For engineers, that means not just outputting code, but thinking about:

You have to think about “real-world responsibility.”

AI speeds up how fast you write code. But “what should we build” and “is it safe to run in production” — those are still human jobs.

And this isn’t just engineers. For planners and managers too, AI can produce a first draft — but coordinating stakeholders, budgets, internal politics, and final accountability are still human work.

”Catch-up speed” alone doesn’t last

Of course, keeping up with new tech matters.

I’d say I’m one of the people who plays with new tools a lot.

But what I’ve felt strongly recently:

Making “chasing new things” itself your job is exhausting.

The hype cycle is too fast.

Last year’s “cutting edge” is normal six months later.

So eventually it comes back to:

“What am I actually a specialist in?”

AWS? Domain knowledge? Finance? Embedded systems?

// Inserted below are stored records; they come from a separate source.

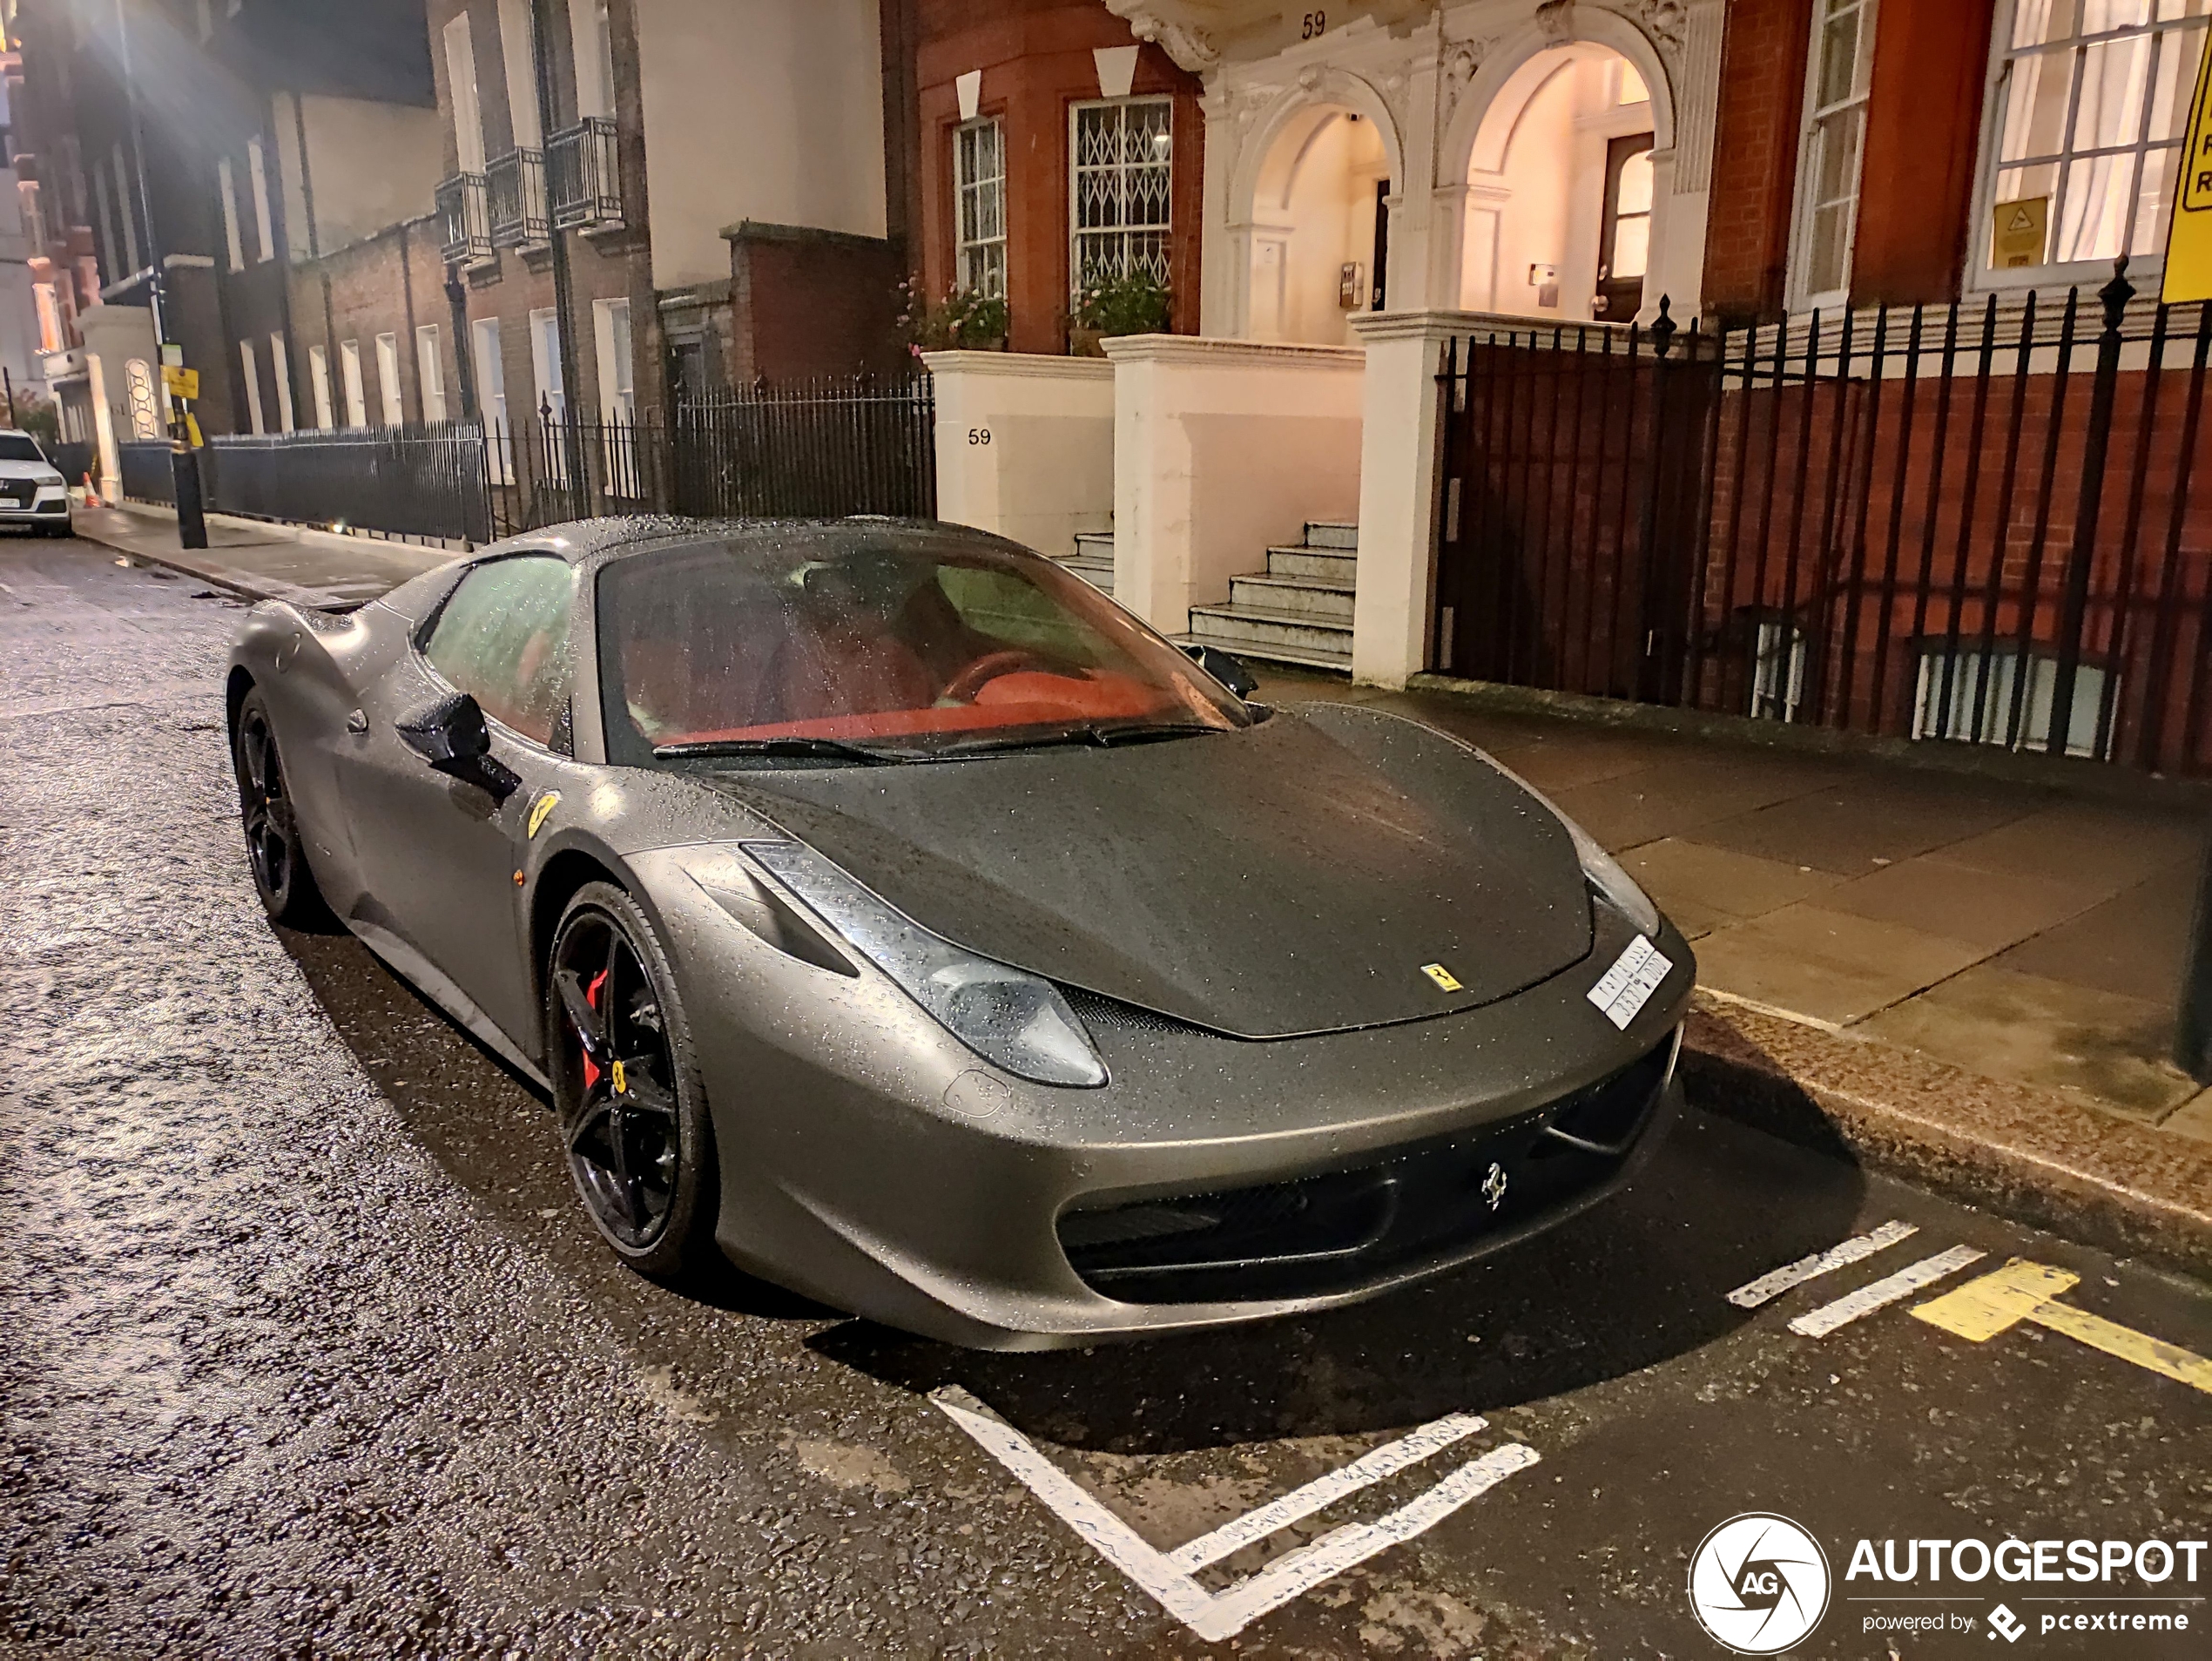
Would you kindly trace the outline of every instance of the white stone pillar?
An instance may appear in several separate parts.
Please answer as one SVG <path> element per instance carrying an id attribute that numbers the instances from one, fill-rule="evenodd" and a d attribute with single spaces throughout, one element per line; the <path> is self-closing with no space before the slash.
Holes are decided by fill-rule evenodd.
<path id="1" fill-rule="evenodd" d="M 1244 134 L 1219 84 L 1198 100 L 1206 124 L 1206 165 L 1198 226 L 1198 333 L 1217 339 L 1244 331 L 1241 300 L 1251 281 L 1251 227 L 1230 217 L 1229 186 L 1244 149 Z"/>
<path id="2" fill-rule="evenodd" d="M 1352 320 L 1367 351 L 1359 448 L 1359 594 L 1352 678 L 1403 686 L 1428 667 L 1435 615 L 1444 342 L 1467 312 L 1374 312 Z"/>
<path id="3" fill-rule="evenodd" d="M 1360 353 L 1186 334 L 1114 364 L 1114 598 L 1167 634 L 1359 499 Z"/>
<path id="4" fill-rule="evenodd" d="M 1655 192 L 1667 205 L 1666 236 L 1654 263 L 1654 295 L 1674 298 L 1675 321 L 1697 315 L 1705 287 L 1705 222 L 1713 186 L 1713 138 L 1720 110 L 1721 39 L 1727 24 L 1722 0 L 1696 0 L 1683 26 L 1676 57 L 1675 143 L 1664 179 L 1653 158 Z M 1654 227 L 1656 242 L 1657 227 Z"/>
<path id="5" fill-rule="evenodd" d="M 1114 366 L 1103 358 L 930 352 L 937 517 L 1065 557 L 1114 514 Z"/>

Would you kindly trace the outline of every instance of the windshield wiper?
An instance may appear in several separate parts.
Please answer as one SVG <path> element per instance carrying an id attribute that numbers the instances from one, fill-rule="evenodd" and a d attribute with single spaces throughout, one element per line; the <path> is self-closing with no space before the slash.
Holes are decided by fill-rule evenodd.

Data analysis?

The people who stack AI on top of that foundation are the ones who stay strong.

By the way

The same media outlets that hyped “Prompt Engineer, $200K/year” are now writing “Vibe Coding Artisan, $33K/month” articles.

Half a year from now, there’ll probably be another title.

If you jumped on every one, you’d run out of lives.

So today, again, I’ll quietly sharpen my actual craft, hand the boring parts to AI, and go to sleep early.

That’s probably the right call.

And a few years from now, while saying “remember when AI was a thing?”, I’ll probably be bookmarking the next “$XXX/year ◯◯ Engineer” article.

Humans don’t really progress that much.